В этих обстоятельствах музеология, еще совсем недавно испытавшая существенное влияние структурализма и семиотики и активно оперировавшая такими терминами, как «текст» или «знак», ощущает, что их уже недостаточно, чтобы описать участие музея в коммуникациях медийного общества. Для его нового позиционирования в информационной среде требуется не только формализовать сам процесс подготовки и передачи музейного сообщения, но и выявить ресурс для воздействия на те компоненты индивидуального сознания зрителя, которые не связаны непосредственно с репрезентацией, то есть на подсознание и сферу чувств. Вот почему представители так называемой новой музеологии настаивают на необходимости перенесения вектора музейных приоритетов от предмета к зрителю98. Было бы неверным при этом полагать, что музей прежде рассматривался исключительно с позиций понятийного мышления. Его исторические связи с искусством, категориями художественного и эстетического, а также столь важным для любого музея атрибутом подлинности всегда предполагали опору на эмоциональное, чувственное начало восприятия. Разговор об эмпатии или «сотворчестве» со зрителями был начат музеологией не вчера, но велся до недавнего времени вне контекста проблемы кризиса репрезентации и теории аффекта.
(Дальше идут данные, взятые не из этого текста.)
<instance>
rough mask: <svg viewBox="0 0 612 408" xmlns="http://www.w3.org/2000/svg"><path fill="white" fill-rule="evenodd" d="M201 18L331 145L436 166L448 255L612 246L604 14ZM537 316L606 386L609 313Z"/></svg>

Хотя сам по себе аффект, по утверждению его теоретиков99, не дискурсивен, он может быть рассмотрен как основной дискурс наблюдаемого ныне качественного переформатирования музея в его привычном понимании. Именно эта гипотеза и нашла отражение в названии статьи. Тем более что в основе наблюдаемых нами сущностных трансформаций института музея лежат явления и процессы, находящиеся в значительной мере за пределами его собственных стен и воздействующие на духовную сферу современного общества в целом. Речь идет о девальвации в информационную эпоху ряда ценностных ориентиров, характерных для мировоззрения предыдущих столетий, в частности веры в абсолютность знания, лежащей в основе проекта Просвещения, и концепции публичного музея. Тема неспособности разума объять хаос бытия, рассуждения о хрупкости и относительности философских концептов, претендующих на создание «картины мира», которые прозвучали в книге Жиля Делеза и Феликса Гваттари «Что такое философия?»100, знаменуют на рубеже ХХ–XXI веков закат периода «научной эпистемы»101, а с ним — и авторитета музея как инструмента познания. Представление о гетерогенности окружающей нас действительности и неверие в возможности музея оказать ей сопротивление порождают звучащие время от времени прогнозы его грядущей гибели. Для доказательства того, что «набор объектов, которые демонстрирует Музей, поддерживается лишь иллюзией»102, американский художественный критик и автор нашумевшего очерка «На руинах музея» Даглас Кримп использует сюжет незаконченного романа Густава Флобера «Бувар и Пекюше» (Bоuvard et Pecuchet). Это сатирический рассказ о двух друзьях, которые поочередно увлекаются то сельским хозяйством, то химией, физиологией или археологией. Чем больше они узнают об интересующем их предмете, тем более противоречивой оказывается эта информация. Если будет разрушена принятая в XIX веке система научного знания, подчеркивает Кримп, «от Музея останутся одни лишь безделушки, куча бессмысленных и ничего не стоящих фрагментов объектов»103.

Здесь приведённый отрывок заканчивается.